Pedro Mir (1913–2000) is considered the Dominican Republic's foremost literary figure of the twentieth century. Since publishing his first poems in 1937, he sought through literature to place the Caribbean experience in a global historical perspective. He went into exile in 1947 as he had become the subject of mounting suspicions by the Trujillo dictatorship. When he returned fifteen years later, following the death of the dictator, the poet immediately won the hearts of the Dominican people, and his poetry readings were mass public events attended by enthusiastic crowds of citizens from every walk of life.

In 1982 the legislature of the Dominican Congress conferred upon Mir the title of National Poet, and in 1993 he received the National Prize for Literature, the highest honor a literary artist can receive in the Dominican Republic. On the occasion of Mir's death, the president of the Dominican Republic declared three days of national mourning and celebrated the poet's memory and his work: “[Don Pedro] will always be with us because his thinking was transcendent, and he truly fathomed the national Dominican soul.”

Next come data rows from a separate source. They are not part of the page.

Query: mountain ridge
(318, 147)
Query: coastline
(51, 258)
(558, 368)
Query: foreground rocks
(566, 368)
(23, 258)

El Huracán Neruda won the Annual Poetry Award given by the Secretary of Education of the Dominican Republic in 1975, the year of the poem's original publication. This “Elegy with a Song of Despair” was written in response to the death of Chilean poet Pablo Neruda (1904–73) and the military dictatorship that followed the assassination of the democratically elected president of Chile, Salvador Allende, which occurred twelve days before the poet's death. The poem is modeled in part on Neruda's tribute to Simón Bolívar, “A Song for Bolívar,” the source of its epigraph (adapted by Mir): “The bolívar roar over / Bolívar Volcano.